Another trade deadline has passed, and the Yankees stood pat. After making deals for Sonny Gray and Lance Lynn in previous seasons, a reliever pickup or two, and even snagging Terrance Gore in 2019, the Yankees decided that no move was the best move. Like last year, I’m not sure they’ve done all they can to make this team as good as it can be.
There is nothing in baseball I like more than to see a team go for it. Last year, the Astros shook the game by landing Zack Greinke, who pitched so well for them down the stretch, into Game Seven of the World Series, and has been one of the best pitchers in the game in 2020 as well. That’s the kind of trade I like the best, pushing your chips in for this season, while also having that talent stick around for another run the next year.

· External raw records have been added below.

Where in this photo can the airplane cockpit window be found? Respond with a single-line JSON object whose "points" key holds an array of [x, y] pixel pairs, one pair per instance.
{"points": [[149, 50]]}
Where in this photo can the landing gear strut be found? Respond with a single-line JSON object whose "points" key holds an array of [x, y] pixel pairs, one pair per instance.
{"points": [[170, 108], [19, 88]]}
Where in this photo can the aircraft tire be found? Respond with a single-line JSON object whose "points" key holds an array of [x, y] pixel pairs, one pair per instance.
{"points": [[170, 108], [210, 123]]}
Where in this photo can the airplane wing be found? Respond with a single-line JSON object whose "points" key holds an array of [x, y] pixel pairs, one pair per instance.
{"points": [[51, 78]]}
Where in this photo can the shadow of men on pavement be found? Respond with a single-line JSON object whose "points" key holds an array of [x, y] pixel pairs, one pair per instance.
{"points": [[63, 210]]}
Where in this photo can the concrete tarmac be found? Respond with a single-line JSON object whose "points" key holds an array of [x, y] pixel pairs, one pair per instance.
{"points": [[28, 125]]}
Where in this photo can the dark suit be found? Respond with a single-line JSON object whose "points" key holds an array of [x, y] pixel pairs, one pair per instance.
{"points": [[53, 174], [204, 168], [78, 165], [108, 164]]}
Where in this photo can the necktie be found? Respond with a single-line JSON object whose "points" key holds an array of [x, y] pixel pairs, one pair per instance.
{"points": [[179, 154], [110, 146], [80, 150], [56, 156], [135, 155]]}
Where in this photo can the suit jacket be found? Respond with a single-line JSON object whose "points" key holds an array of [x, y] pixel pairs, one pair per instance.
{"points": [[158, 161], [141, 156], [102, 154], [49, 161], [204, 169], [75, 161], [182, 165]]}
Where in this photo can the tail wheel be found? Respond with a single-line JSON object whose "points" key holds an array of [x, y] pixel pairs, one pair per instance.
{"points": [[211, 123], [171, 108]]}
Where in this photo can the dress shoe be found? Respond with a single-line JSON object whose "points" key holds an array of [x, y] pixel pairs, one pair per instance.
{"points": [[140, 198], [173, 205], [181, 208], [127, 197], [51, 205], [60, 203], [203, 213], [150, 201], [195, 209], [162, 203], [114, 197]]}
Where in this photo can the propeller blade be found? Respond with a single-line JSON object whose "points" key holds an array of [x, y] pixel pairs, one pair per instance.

San Diego did that this year, landing Mike Clevinger and the two additional years of club control he comes with. Lance Lynn, arguably the second-best pitcher in the game since the start of 2019, came with another year of control and stayed in Texas. Rumors swirled that the Yankees knocked on the Rangers’ door, but that the club may or may not have asked for talented righty Deivi García in exchange.
I would have done that deal.
Maybe that’s why I don’t run a pro ball club, or have a real job in baseball, and that’s fine. I understand the calculus of team control, that what clubs value above all else is how many years of service they can accumulate. By paying too much attention to the future, though, you run the risk of losing in the present, and winning in the present is what matters.
The 2016 Cubs were supposed to be a dynasty, pairing a young core with established veterans and a front office willing to spend. They won, once. They’re good again in 2020, but not running over the league like they were supposed to for a half-decade or more.
The Astros, in 2017, were shaping up to be the team of the future. Advanced analytics, prospects blossoming, and the dash to acquire arms like Justin Verlander at the deadline. They’ve been more successful than the Cubs, to be sure, but just three years removed from a championship, and less than a year from a pennant, they’ve lost their best pitcher to free agency, their second best is out indefinitely, and the farm system has lost luster. The window is closer to closure for the Astros.
When the Yankees lost in 2017, they were beat by the best team in baseball, and we all said, “Hey, look at this core! They’re set up for next year!”. Then they lost in 2018, to the best team in baseball. We said, “Next year, we’ll have full and healthy seasons from Aaron Judge and Giancarlo Stanton, plus the core is sticking around! They’re set up for next year!”. Then they lost in 2019, and all of a sudden this iteration of the New York Yankees looks less like the 2016 Cubs or 2017 Astros, and more like the 2010s Dodgers. Plenty of talent, plenty of wins, but every year coming up just a bit short, not wasting the primes of their core, but not getting there, not finishing the job.
We don’t know what 2020 will look like, but in 2021, Judge and Stanton and Gary Sanchez and Gerrit Cole and DJ LeMahieu will be a little older, a little slower. What if we’ve already seen the best of this core, and not even known it, because we were so worried about the Big Picture? What if García flames out, like almost every pitching prospect, and he would have been enough to land Lynn and given the Yankees a playoff rotation on par with the Rays?
Obviously if the Yankees win in 2020, this post becomes moot. But as I say, over and over, year after year, your window is never as open as you think it is. You might pick up some surprises - LeMahieu, Gio Ursehla have dazzled us - but you’ll have just as many unpleasant surprises, like Judge and Stanton being unable to stay on the field. For all the talk about the Yankees’ window, they’re the second-oldest team in baseball.
How do you reconcile the possibility that this core never wins the World Series, or even a pennant? I don’t have the answer for that, and certainly there isn’t a trade that would “guarantee” a championship. But this club has a problem pushing all their chips in - even this winter, after signing Cole, the Yankees pretty publicly announced they were done, despite all of us knowing pitching depth would be a problem.
It’s fine to say, “They’re set up for years to come!”. But we’ve said that, over and over, and the team hasn’t won. I don’t want to watch Aaron Judge get his number retired knowing he was maybe the best Yankee to not win a World Series, even if the cost of that win might be a few extra years of a hard-throwing right-hander.